Unknown Title

By Unknown Author

Share:

Key Concepts

  • ETL Process: Extract, Transform, Load - the core process of moving data from source to target.
  • Informatica PowerCenter: A platform for building enterprise-class data integration solutions.
  • Transformations: Operations performed on data to clean, modify, or enrich it.
  • Mappings: Visual representations of the data flow and transformations within Informatica.
  • Workflows: Automated sequences of tasks that execute mappings and other processes.
  • Sessions: Specific instances of a mapping execution within a workflow.
  • Source Qualifier: Represents the source database table in a mapping.
  • Target Table: The destination database table where transformed data is loaded.
  • Repository Manager: Informatica tool for managing metadata and connections.
  • Workflow Manager: Informatica tool for designing, executing, and monitoring workflows.
  • Workflow Monitor: Informatica tool for tracking the status and performance of workflows.
  • ODBC Connection: A standard way to connect to databases from various applications.
  • Data Cleaning: The process of identifying and correcting errors or inconsistencies in data.
  • Data Aggregation: The process of summarizing data by grouping it based on certain criteria.
  • Data Filtering: The process of selecting specific data based on certain criteria.
  • Data Sorting: The process of arranging data in a specific order.
  • Data Concatenation: The process of combining data from multiple fields into a single field.
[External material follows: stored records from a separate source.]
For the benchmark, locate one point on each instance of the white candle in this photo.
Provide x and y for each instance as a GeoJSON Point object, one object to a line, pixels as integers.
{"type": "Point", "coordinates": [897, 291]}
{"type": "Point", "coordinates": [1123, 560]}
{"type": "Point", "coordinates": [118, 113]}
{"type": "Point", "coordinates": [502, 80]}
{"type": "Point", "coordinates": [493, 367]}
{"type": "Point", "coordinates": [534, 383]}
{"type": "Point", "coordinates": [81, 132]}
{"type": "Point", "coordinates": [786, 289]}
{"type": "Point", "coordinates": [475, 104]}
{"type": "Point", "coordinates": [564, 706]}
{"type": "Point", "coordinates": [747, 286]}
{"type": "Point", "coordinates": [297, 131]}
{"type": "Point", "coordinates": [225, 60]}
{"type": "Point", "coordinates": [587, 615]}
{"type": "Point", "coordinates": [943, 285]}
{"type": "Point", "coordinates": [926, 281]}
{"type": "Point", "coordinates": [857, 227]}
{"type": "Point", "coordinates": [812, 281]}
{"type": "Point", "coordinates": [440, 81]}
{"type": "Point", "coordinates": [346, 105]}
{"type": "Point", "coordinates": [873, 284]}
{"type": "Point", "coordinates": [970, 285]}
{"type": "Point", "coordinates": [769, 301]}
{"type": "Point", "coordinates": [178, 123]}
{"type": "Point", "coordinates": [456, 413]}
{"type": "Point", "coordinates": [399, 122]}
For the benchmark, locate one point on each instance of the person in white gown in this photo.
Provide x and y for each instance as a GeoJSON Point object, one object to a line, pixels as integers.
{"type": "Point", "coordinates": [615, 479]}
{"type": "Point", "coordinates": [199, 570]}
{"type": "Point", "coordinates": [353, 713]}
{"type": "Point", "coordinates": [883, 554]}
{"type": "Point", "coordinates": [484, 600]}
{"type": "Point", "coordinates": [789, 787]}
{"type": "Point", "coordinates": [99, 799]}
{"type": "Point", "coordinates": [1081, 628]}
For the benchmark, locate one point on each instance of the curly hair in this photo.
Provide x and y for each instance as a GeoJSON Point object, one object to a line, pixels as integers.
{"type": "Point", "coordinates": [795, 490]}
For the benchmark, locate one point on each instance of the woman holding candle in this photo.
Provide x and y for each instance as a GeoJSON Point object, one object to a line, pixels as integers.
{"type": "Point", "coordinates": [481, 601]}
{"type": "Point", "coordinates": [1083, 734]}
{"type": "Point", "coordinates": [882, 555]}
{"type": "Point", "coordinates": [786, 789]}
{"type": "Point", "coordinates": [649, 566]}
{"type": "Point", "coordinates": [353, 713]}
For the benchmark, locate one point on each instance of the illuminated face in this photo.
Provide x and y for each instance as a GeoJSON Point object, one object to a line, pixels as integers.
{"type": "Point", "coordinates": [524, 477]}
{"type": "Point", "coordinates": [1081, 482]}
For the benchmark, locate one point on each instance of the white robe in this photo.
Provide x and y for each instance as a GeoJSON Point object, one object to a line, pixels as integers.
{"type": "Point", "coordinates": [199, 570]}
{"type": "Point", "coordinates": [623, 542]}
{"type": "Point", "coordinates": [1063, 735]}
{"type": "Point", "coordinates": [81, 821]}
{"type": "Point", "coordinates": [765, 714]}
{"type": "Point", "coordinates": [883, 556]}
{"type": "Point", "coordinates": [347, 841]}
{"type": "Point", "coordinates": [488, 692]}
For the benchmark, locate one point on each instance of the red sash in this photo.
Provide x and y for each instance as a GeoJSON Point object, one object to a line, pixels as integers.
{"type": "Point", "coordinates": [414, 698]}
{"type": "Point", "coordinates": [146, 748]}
Informatica T13 Fresco Play Hands-on Walkthrough

1. Setting up the Environment

  • Course Access: Access the Informatica mini project (Course ID 7937) via the IU platform, which redirects to Fresco Play.
  • Virtual Environment: The course launches a virtual machine environment with pre-installed software and project files.
  • Project Folder: Contains the problem statement, sample test file, and the Super Store data file (CSV).
  • Software: Includes SQL Developer (for database operations) and Informatica PowerCenter tools (Repository Manager, Workflow Manager, Designer).
  • Credentials: Database connection credentials (username, password, host, port, SID) are provided in the problem statement file.

2. Database Setup (SQL Developer)

  • Connecting to Admin: Connect to the 'admin' user in SQL Developer using the provided credentials (username: system, password: admin).
  • Creating Tables: Create five tables based on the problem statement:
    • Super Store (raw data)
    • Super Store Clean Data (target table for task 1)
    • Sales Summary (target table for task 2)
    • Order Analysis (target table for task 3)
    • Geography Analysis (target table for task 4)
    • Order Processing (target table for task 5)
  • Table Creation Script: The video demonstrates copy-pasting the table creation scripts (column names and data types) directly from the problem statement.
  • Commit Changes: After creating the tables, execute a COMMIT statement to save the changes.
  • Importing Data: Import the Super Store data.CSV file into the Super Store table using the SQL Developer's import data wizard.
  • Date Format: Correct the date format during the import process to DD/MM/YYYY to match the data in the CSV file.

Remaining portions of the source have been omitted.